The judge entered a not guilty plea on behalf of 17-year old Maxwell Winkler and ordered him held without bond.
The details of this crime are so lengthy that court reporters won't have all the documents typed up until Thursday.
Maxwell Winkler's family left the courtroom without comment Wednesday. His mother, father and grandmother walked out of court arm in arm, after watching their teenager calmly face a judge for the first time.
With his grandmother in tears, Winkler calmly and politely answered the judge's questions.
Prosecutors aren't saying much about about the case.

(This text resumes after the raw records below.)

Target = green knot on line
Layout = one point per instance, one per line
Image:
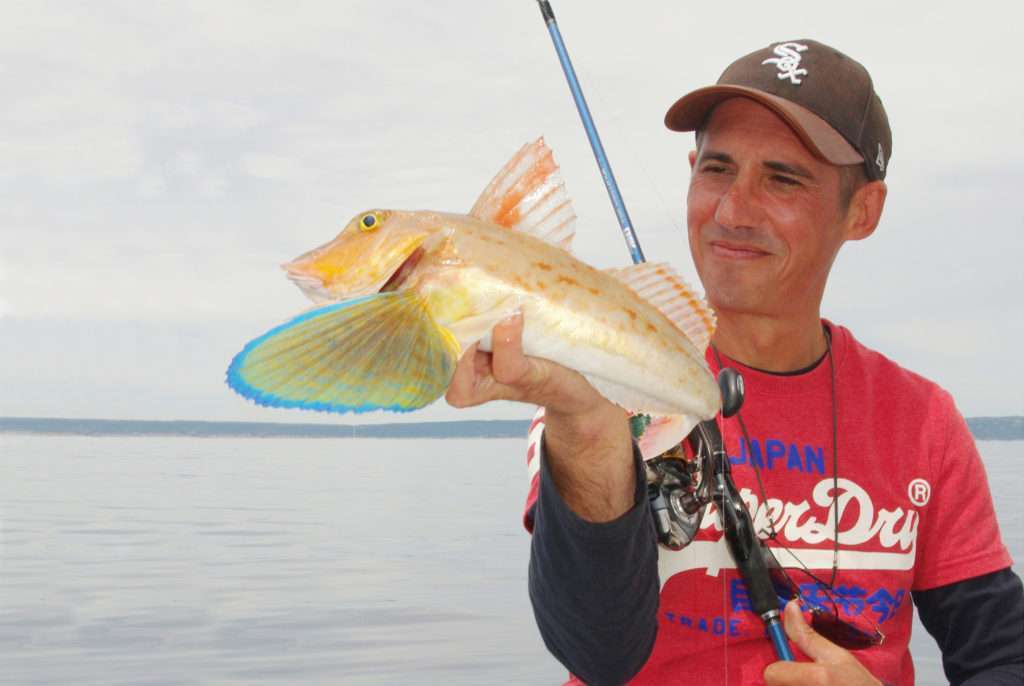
(639, 424)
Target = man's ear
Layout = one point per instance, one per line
(865, 210)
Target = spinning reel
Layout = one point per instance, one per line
(682, 481)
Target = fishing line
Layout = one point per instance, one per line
(738, 530)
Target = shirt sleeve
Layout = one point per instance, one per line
(979, 626)
(594, 586)
(960, 537)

"At this point in time, it's been set for trial in April and we will have no additional comment. The case will be dealt with in the courtroom in April," said Hamilton County Prosecutor Lee Buckingham.

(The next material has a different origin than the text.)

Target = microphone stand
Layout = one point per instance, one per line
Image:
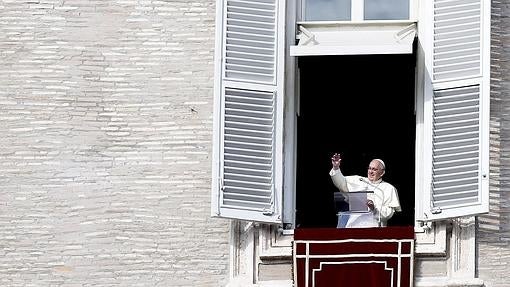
(380, 207)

Prosecutors say the Hamilton Southeastern senior killed 73-year-old Henry Kim, while Kim was out for his regular walk at Windermere Park in Fishers.
Kim, a retiree who loved to sing and play golf, didn't know Winkler. Police say he was shot three times and had a cut to his throat.

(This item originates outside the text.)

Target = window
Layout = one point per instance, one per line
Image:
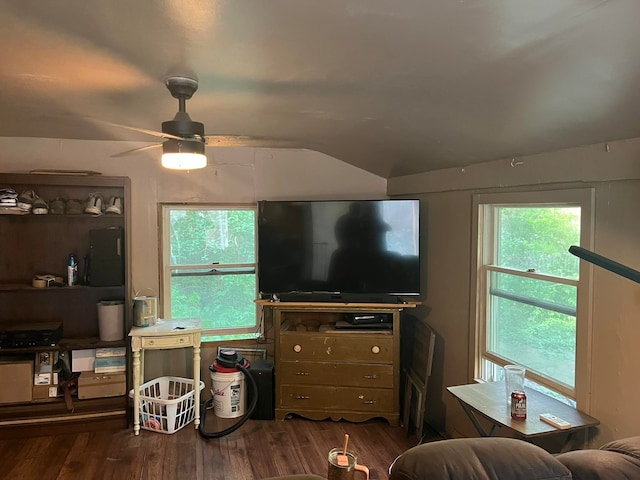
(209, 267)
(529, 287)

Wednesday's hearing didn't provide any more clues as to the motive for the murder, but prosecutors are expected to release documents Thursday that could reveal a motive.
That's what Gina Bardach still wants to learn.
She grew up with Kim's son and lives minutes away from the crime scene.
"There's just no explanation that could even try to justify anything that's happened," Bardach said. "I feel like if they're saying he had anger issues and was in the woods in the middle of the night, I'm kind of wondering why, how did that happen, what kind of problems have there been?"
Bardach was in the courtroom along with Winkler's family.
She wanted to be in the courtroom to see Kim's accused killer in person. She says she was surprised by his appearance - a skinny teenager in glasses and handcuffs.
"Just a very small, tiny frail child! It was a little shocking to see, knowing what he had done," Bardach said. "I just kept thinking a grown scary man. I just never...It was just a little shocking to, it's all shocking but he's very small, just a child."
Now, along with a still-frightened community, she wants to know why.
"How dangerous of a person was this? We're just waiting to hear like everybody else. It's very bizarre," Bardach said.
Bardach also talked about an incident not brought up in court, but one police say also involved Winkler and a knife, just 24 hours before Kim's murder.
Bardach says Winkler approached a group of girls she knows who were trick-or-treating Halloween night in the Hamilton Proper neighborhood.
"He had approached the girls and I think the knife fell out of a pocket and the kids took off running and screaming and the mother in charge called 911," Bardach said.
No one was hurt in that case.
But just a day later, prosecutors say Winkler committed murder in his own neighborhood.
"We had no idea it was just a kid who lived right in the neighborhood, with all of our other families just right next door," Bardach said. "I mean, if it can be that boy in our neighborhood, it can be anybody."
High-profile defense attorney James Voyles is now representing Maxwell Winkler.
Winkler is due back in court in January.
His trial has been set for April 7, 2015.